2023年10月1日のインボイス制度開始まであと数か月。いよいよ本格的にインボイス制度への対応準備が必要になってきます。そこで、中小企業の財務支援に特化した税理士事務所、エンパワージャパン代表を務めます穂坂光紀が、消費税の課税事業者、つまり年間の売上高が1,000万円を超え、普段から消費税の申告を行っている方が注意すべきポイントについて解説していきます。

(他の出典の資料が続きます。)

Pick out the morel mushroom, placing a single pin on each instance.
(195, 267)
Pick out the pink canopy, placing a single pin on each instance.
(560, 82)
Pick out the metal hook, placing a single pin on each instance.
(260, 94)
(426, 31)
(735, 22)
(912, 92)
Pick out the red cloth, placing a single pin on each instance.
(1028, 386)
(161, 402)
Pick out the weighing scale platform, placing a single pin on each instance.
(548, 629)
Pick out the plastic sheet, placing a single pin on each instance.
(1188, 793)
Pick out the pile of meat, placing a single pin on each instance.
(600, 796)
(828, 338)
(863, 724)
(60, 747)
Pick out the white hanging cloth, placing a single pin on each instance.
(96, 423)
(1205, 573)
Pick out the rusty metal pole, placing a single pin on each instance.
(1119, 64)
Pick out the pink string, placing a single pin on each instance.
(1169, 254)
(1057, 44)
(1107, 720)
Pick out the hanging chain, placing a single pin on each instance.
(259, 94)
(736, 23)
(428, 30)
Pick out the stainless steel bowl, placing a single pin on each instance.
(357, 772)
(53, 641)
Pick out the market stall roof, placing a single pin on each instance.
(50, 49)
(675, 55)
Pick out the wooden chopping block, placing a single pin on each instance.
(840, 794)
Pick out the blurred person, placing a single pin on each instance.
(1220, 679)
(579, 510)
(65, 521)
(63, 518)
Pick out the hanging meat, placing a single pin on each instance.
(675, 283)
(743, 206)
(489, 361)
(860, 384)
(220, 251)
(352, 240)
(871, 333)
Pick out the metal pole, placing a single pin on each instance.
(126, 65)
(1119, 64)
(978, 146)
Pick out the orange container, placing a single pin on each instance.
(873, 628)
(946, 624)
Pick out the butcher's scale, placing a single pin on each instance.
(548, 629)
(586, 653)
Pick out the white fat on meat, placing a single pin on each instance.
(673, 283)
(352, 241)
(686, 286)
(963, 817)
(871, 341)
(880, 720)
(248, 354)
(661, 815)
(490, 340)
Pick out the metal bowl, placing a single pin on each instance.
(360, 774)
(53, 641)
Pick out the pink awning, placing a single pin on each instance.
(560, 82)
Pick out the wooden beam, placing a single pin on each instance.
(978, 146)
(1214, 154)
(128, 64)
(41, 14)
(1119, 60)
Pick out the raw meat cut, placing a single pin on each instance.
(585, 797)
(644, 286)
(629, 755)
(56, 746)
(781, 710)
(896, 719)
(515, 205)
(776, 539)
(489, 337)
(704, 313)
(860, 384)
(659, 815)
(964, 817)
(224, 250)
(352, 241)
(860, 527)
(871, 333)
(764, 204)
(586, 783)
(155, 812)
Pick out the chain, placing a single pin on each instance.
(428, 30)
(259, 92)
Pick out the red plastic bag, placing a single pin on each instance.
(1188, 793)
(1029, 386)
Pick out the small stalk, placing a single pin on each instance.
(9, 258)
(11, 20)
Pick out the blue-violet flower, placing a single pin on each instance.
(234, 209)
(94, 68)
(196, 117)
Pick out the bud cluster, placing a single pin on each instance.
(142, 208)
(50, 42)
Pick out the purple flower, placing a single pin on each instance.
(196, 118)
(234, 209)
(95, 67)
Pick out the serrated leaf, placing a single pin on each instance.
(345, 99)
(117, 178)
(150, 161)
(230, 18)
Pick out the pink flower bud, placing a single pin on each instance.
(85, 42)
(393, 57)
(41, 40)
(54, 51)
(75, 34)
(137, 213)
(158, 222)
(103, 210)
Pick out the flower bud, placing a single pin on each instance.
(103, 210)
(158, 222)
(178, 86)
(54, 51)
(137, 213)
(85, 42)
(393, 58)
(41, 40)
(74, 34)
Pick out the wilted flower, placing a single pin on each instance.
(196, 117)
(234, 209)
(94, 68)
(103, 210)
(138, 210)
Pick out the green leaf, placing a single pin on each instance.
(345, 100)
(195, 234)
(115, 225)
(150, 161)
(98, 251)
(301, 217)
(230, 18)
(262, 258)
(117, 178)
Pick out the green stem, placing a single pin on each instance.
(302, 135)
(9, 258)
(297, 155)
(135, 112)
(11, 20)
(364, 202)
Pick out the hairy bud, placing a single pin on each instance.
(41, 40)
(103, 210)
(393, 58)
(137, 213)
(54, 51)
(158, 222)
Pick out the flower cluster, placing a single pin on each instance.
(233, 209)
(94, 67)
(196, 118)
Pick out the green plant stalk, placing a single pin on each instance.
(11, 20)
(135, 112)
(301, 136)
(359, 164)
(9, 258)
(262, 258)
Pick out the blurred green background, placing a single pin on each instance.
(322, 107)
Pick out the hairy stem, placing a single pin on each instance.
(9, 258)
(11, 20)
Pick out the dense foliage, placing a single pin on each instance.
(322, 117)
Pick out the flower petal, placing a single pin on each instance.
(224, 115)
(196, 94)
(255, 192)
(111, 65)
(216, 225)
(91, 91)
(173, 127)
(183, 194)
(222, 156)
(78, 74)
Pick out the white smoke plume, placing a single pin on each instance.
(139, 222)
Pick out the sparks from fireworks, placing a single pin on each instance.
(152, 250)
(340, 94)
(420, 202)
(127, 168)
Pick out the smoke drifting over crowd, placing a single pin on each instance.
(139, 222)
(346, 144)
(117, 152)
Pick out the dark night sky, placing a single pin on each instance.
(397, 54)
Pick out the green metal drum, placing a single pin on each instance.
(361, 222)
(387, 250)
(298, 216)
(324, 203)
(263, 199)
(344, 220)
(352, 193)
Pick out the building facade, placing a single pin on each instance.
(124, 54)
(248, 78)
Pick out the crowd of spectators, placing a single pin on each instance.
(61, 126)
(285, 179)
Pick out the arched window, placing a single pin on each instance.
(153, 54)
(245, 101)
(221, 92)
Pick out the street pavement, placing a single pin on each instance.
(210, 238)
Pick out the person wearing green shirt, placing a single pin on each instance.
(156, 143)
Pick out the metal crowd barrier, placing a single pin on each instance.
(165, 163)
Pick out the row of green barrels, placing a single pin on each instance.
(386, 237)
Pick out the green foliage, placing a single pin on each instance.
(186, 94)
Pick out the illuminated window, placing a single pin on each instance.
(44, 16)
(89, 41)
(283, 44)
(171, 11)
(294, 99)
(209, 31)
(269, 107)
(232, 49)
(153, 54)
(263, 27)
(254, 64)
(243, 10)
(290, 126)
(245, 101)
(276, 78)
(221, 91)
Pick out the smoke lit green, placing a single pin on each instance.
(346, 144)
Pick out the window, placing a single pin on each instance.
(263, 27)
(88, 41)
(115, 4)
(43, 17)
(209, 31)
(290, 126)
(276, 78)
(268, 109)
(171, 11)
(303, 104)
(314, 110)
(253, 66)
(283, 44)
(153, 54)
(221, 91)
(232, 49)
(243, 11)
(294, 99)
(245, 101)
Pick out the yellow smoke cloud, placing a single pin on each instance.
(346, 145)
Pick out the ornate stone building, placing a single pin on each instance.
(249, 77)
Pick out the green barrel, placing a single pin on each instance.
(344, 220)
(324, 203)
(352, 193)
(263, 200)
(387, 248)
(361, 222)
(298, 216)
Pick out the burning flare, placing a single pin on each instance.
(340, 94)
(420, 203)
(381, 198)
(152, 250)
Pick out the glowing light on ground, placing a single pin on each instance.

【注意ポイント1】インボイス制度の事業者登録をすると2年間は変更できない
インボイス制度の最大の特徴は「インボイス制度の登録事業者(適格請求書発行事業者)になることを選択すると自動的に課税事業者として消費税の申告が義務づけられる」という点にあります。だからこそ、消費税の申告が免除されているフリーランスなどの免税事業者にとっては厳しい選択を迫られますが、すでに消費税の申告を行っている課税事業者にとってはインボイスの登録事業者を選択しても申告することに変わりはないので、インボイス制度の登録事業者になることによるデメリットは基本的にはありません。

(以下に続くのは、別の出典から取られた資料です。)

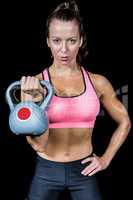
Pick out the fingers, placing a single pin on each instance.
(93, 167)
(30, 85)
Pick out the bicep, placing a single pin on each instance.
(111, 103)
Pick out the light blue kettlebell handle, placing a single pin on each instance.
(17, 84)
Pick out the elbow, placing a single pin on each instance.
(127, 123)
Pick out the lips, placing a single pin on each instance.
(64, 58)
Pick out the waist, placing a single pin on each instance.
(72, 124)
(60, 163)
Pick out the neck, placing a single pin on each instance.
(72, 67)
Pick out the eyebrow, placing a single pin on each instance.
(72, 37)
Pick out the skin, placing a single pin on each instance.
(66, 144)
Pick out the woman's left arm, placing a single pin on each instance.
(119, 114)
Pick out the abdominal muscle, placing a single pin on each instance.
(68, 144)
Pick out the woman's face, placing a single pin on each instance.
(64, 41)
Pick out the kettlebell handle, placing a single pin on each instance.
(17, 84)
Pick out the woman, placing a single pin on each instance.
(65, 157)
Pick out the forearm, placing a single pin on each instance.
(116, 141)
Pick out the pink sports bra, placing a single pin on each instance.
(78, 111)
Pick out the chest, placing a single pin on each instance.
(68, 86)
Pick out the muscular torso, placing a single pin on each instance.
(67, 144)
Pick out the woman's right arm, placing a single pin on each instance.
(32, 90)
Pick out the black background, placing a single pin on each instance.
(108, 28)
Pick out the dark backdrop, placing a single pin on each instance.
(108, 31)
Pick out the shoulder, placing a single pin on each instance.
(102, 85)
(39, 76)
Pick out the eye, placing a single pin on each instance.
(72, 41)
(57, 41)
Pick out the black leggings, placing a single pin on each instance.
(52, 177)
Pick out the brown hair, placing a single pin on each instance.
(68, 11)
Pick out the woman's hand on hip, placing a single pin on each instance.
(95, 164)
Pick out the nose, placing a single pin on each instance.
(64, 47)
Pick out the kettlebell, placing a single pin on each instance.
(27, 117)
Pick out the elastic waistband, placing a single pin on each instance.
(52, 162)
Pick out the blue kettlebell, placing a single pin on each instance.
(27, 117)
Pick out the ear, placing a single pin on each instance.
(48, 42)
(81, 41)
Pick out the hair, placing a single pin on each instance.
(69, 11)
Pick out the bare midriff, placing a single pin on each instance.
(68, 144)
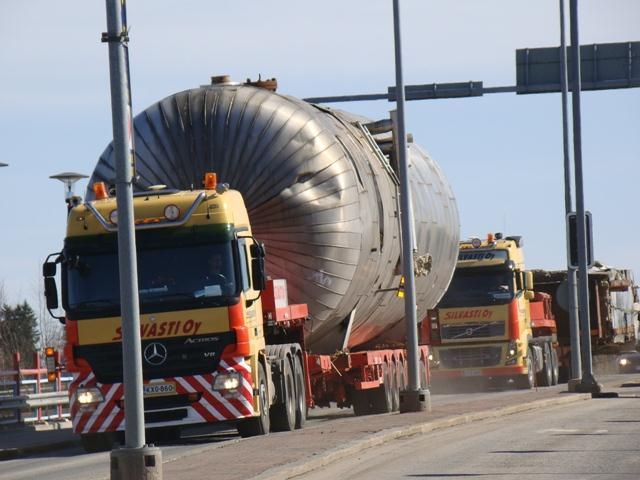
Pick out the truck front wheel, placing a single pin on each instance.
(259, 425)
(283, 414)
(545, 376)
(527, 381)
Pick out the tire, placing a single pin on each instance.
(98, 442)
(555, 367)
(545, 376)
(361, 402)
(527, 381)
(395, 386)
(259, 425)
(301, 394)
(283, 413)
(424, 380)
(382, 397)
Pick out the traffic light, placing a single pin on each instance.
(572, 230)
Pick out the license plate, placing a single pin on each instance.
(159, 389)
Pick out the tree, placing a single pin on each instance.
(18, 332)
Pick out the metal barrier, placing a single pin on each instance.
(27, 396)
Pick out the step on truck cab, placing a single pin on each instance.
(490, 327)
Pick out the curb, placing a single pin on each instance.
(13, 453)
(309, 464)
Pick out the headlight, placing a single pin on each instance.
(88, 398)
(229, 382)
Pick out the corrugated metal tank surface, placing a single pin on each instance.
(319, 195)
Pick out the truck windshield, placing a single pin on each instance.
(168, 279)
(476, 287)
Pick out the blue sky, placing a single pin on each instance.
(501, 153)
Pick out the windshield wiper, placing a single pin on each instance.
(104, 302)
(469, 332)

しかし、一点だけ注意が必要なのは「インボイス制度の登録事業者を一度選択すると2年間はインボイス制度の登録事業者を辞めることができない」ということです。仮にインボイス制度の登録事業者になった後に売上が減少し、消費税の免税事業者の要件を満たしたとしても2年間は免税事業者になることは出来ません。
ちなみに、課税事業者から免税事業者になった場合はどうなるのか? 詳しくは前回の記事をご確認いただきたいのですが、取引先によっては仕事を発注する相手の負担を考慮し、インボイス制度の登録事業者でなくても(免税事業者であっても)取引を継続してくれる可能性があるかもしれません。しかし、いくら取引先との間でそうした合意ができていたとしても、いったん登録事業者になった以上はすぐに取り下げることはできないのです。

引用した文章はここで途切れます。